IEEE754 32-bit single precision format

Question

I have a question like this:

Show how the number $-12.75$D is stored in the computer's storage using IEEE754 32-bit single precision format. You are required to show your conversion steps clearly.

My answer is:

$-12.75\mathrm{D}=-1100.11\mathrm{B}$
normalization: $-1.10011\times 2^3$
$E(D)=127+3=130\mathrm{D}$
$E(B)=130\mathrm{D}=1000\ 0010\mathrm{B}$
sign: negative: $1$
$IEEE 754(SP)=1\ 10000010\ 10011....\mathrm{B}$

Is it correct?

Answer 1

Your final version is correct. $\require{enclose} \def\xD{{}_{10}} \def\xB{{}_{2}} $

Given any real number, if its representation in basis $b$ ($2 \le b \le 10$) is given by a string $???$ consists solely of digits and at most one decimal point, we will use the notation $???_{b}$ to label it.

Since $$ -12.75\xD = -(2^3 + 2^2 + 0 + 0 + 2^{-1} + 2^{-2}) = -1100.11\xB = -1.10011\xB \times 2^3$$ the sign bit $S$ is $1$, exponent $E$ is $3\xD$ and the mantissa $M$ is $1.10011\xB$.

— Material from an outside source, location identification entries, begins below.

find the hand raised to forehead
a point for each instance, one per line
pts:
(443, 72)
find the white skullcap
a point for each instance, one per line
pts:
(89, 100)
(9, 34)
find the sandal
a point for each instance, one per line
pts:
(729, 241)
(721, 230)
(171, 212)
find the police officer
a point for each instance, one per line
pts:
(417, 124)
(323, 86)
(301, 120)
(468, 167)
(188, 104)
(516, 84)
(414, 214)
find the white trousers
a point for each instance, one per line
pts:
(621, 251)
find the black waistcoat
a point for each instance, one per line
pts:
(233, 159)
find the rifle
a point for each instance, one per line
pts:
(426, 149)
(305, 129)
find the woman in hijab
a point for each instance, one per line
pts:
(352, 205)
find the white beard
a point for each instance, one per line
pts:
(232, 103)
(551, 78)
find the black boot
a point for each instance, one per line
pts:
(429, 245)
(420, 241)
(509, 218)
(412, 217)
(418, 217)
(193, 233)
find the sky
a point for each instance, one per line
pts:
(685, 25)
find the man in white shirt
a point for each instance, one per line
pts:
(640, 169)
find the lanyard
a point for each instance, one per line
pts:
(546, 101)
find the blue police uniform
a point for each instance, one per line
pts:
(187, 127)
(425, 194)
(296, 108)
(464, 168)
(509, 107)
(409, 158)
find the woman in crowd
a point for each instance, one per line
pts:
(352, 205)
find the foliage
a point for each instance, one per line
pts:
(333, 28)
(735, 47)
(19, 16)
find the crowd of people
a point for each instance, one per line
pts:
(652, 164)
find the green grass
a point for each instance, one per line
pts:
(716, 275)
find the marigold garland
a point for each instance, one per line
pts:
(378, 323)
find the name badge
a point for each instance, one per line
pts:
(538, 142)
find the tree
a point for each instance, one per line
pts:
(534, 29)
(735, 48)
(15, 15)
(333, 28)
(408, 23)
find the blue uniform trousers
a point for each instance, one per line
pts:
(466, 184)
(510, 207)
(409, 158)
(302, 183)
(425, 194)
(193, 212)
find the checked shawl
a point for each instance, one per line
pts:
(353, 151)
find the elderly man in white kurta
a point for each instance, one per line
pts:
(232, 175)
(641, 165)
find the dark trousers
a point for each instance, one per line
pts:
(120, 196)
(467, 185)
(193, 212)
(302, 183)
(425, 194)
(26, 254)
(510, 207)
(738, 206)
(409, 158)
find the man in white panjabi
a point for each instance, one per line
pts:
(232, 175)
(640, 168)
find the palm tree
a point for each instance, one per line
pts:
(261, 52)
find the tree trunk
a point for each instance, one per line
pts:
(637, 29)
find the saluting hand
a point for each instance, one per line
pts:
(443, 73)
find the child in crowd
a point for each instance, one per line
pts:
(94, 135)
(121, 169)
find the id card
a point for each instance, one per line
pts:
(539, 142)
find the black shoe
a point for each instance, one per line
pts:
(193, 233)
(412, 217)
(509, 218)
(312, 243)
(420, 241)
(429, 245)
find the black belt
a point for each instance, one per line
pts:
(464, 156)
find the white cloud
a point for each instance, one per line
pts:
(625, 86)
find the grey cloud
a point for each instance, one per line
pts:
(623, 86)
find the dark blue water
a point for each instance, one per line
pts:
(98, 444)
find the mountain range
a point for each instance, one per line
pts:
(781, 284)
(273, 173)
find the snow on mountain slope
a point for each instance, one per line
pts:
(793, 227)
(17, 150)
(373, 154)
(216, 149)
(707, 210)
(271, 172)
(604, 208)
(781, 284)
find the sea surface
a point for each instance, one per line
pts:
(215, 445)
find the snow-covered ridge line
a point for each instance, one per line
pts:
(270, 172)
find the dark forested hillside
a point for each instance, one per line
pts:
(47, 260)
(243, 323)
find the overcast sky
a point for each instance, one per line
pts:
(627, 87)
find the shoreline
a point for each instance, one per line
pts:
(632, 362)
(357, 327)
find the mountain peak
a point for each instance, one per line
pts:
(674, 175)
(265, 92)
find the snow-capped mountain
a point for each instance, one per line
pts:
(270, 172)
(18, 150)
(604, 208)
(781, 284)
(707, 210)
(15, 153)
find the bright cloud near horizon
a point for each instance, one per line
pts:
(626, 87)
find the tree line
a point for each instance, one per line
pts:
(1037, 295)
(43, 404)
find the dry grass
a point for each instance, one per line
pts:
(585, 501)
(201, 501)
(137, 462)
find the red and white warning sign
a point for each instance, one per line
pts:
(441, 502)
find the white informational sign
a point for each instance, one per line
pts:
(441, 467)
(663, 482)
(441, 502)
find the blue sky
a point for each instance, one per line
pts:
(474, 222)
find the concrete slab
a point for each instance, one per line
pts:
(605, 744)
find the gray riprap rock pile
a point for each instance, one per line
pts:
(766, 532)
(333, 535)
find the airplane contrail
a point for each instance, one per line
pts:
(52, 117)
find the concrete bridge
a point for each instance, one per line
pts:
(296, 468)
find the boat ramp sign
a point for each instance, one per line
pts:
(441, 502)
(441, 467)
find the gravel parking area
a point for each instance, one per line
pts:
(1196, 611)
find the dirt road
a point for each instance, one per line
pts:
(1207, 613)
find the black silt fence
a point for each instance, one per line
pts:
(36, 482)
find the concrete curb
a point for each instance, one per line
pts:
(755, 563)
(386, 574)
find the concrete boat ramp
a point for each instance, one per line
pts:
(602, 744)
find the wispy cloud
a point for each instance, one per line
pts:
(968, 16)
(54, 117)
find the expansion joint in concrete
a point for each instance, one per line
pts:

For IEEE754 single precision numbers, we use

• $1$ bit for sign, $S = 1 \mapsto \color{red}{\enclose{box}{1}}$
• $8$ bit for exponent but encoded with an offset of $127$. So $$E = 3\xD \mapsto 3\xD + 127\xD = 130\xD = (2^7 + 2^1) = 1000 0010\xB \mapsto \color{green}{\enclose{box}{1000\;0010}} $$
• $24$ bit for mantissa but the leading bit is implicit and only $23$ bits are stored. $$M = 1.10011\xB \mapsto 1\color{blue}{\enclose{box}{100\;1100\;0000\;0000\;0000\;0000}}$$

Under IEEE754, $-12.75\xD$ will be encoded as

$$\color{red}{\enclose{box}{1}}\!-\!\color{green}{\enclose{box}{1000\;0010}}\!-\!\color{blue}{\enclose{box}{100\;1100\;0000\;0000\;0000\;0000}}$$

There are several single precision converter on the web. The one I used for reference is this. Play with it and it will help you understand how floating points numbers are encoded in this format.